Durante el último mes me he venido encontrando con imágenes de serpientes en todas partes. Serpientes en los puentes peatonales, en las paredes, en las bibliotecas, en los cafés… Entré a una tienda de discos donde había calcomanías de serpientes pegadas por todas partes, pero nadie pudo decirme quién las había pegado. Me causa curiosidad esta proliferación de serpientes, porque se me aparecen representadas sin efectos dramáticos, sin grandes colmillos o miradas aterradoras; son más bien de ojos redondos e inexpresivos, monocromáticas y sin mucha pose. Descritas en su más auténtica cotidianidad, reptando invisibles o al acecho bajo la piedra. Tomé varias fotos con mi celular, pero lo perdí al final del día, sin haber enviado copias.

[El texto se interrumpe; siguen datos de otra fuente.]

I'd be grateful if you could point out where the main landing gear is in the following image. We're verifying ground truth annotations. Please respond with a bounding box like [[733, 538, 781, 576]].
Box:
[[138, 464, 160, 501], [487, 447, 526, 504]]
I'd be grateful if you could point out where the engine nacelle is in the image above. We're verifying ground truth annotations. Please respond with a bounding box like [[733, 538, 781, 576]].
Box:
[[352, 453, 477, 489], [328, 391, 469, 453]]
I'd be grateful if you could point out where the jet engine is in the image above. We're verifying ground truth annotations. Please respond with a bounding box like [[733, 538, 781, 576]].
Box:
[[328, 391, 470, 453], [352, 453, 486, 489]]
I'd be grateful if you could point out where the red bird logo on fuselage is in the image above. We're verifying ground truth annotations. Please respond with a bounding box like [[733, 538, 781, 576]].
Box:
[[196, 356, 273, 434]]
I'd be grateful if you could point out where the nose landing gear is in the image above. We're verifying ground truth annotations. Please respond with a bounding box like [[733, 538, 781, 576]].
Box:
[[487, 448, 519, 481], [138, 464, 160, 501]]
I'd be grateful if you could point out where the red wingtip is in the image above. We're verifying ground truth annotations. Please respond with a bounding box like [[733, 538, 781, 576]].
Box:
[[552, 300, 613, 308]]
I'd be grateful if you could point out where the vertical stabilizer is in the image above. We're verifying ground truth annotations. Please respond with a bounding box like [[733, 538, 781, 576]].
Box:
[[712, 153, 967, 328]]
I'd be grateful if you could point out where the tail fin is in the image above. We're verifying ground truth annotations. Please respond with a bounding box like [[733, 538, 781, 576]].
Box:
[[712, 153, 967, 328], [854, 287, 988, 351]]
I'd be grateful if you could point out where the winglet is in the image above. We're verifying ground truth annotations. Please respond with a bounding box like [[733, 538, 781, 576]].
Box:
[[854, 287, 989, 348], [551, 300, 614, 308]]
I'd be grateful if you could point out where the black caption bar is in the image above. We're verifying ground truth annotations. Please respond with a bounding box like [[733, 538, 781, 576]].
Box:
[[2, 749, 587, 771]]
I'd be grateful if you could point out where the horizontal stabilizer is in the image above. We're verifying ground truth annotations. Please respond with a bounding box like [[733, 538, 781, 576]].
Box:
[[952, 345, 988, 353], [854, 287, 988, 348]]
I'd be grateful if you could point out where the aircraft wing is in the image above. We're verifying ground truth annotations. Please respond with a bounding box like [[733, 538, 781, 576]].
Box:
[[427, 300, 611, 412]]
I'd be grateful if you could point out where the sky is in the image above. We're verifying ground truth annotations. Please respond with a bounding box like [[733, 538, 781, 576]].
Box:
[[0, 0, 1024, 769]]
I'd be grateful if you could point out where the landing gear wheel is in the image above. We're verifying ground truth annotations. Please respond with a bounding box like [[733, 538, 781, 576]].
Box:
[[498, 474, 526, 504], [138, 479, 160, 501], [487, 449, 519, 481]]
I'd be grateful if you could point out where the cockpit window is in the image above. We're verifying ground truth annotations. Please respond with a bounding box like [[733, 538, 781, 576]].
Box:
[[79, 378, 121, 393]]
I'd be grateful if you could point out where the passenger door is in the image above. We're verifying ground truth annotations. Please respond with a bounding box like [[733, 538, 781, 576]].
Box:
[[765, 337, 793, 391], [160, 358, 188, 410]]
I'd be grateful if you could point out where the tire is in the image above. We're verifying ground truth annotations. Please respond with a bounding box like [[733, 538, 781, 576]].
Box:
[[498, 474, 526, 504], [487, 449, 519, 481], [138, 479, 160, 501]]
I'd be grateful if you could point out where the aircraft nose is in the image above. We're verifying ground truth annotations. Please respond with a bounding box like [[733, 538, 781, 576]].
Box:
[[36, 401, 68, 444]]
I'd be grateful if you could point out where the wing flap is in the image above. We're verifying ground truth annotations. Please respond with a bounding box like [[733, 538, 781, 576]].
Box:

Me gusta andar por los barrios populares de la ciudad; no me refiero a los más voceados o reseñados por su alta peligrosidad, sino a esos de calles rectas y pequeñas edificaciones de dos o tres pisos donde hay talleres automotrices, bicicleterías, tiendas misceláneas -donde se encuentra de todo, desde toallas higiénicas hasta panela y queso-, pequeñas droguerías y papelerías con servicio de “café internet”, imprentas, talabarterías, fábricas de plásticos y envases desechables… Las calles y aceras del barrio que decidí recorrer aquel día eran amplias y extensas. No había la típica maraña del tendido eléctrico ni agredían las texturas coloridas o colgantes, sino automóviles deshuesados sobre manchas de grasa y tierra, enrevesadas piezas metálicas apiladas y clasificadas por tamaños o funciones en oscuras galerías, disecciones a medias de motores desentrañados, olor a gasolina y grasa de fritos recalentados. Y en medio de todo aquello, como satélites sordomudos, ancianas de trenzas plateadas desgranando mazorcas o seleccionando frijoles rojos sobre la tapa de un canasto.
El sol comenzaba a derretirme y decidí entrar a una tienda. En sus verdes y mugrientas paredes se adivinaban los dedos, las huellas digitales de cientos de personas. Le eché una ojeada a la nevera para escoger una bebida, pero de pronto comencé a sentir que me miraban; los comensales, hombres rollizos y velludos, acostumbrados a las ásperas curvas del árbol de levas, me miraban el culo y las tetas con hambre obnubilada. La señora detrás del mostrador me preguntó amablemente si quería algo, pero le dije que no gracias y me marché. Seguí caminando feliz entre talleres y miradas hasta que llegué al San Luis, viejo barrio de casas grandes, árboles y panaderías que lucha por mantener su dignidad urbana entre las putas, las oficinas y la depredación de las constructoras. Alrededor de una pequeña plazoleta, en medio de la cual se alza un frondoso árbol, hay varias casas antiguas y un edificio de amplias ventanas. En la planta baja de una de las casas hay una panadería. Entro y pido una gaseosa. Es espacio es fresco y agradable. Me gustan las mesas de metal y fórmica veteada, las sillas de tubos y cordobán vino-tinto. Contemplo los hornos para el pan que están junto a la puerta, detrás de los mostradores. Las baldosas de cemento del suelo tienen arabescos rojos y amarillos medio borrados por décadas de suelas. Se me escapan un par de bostezos.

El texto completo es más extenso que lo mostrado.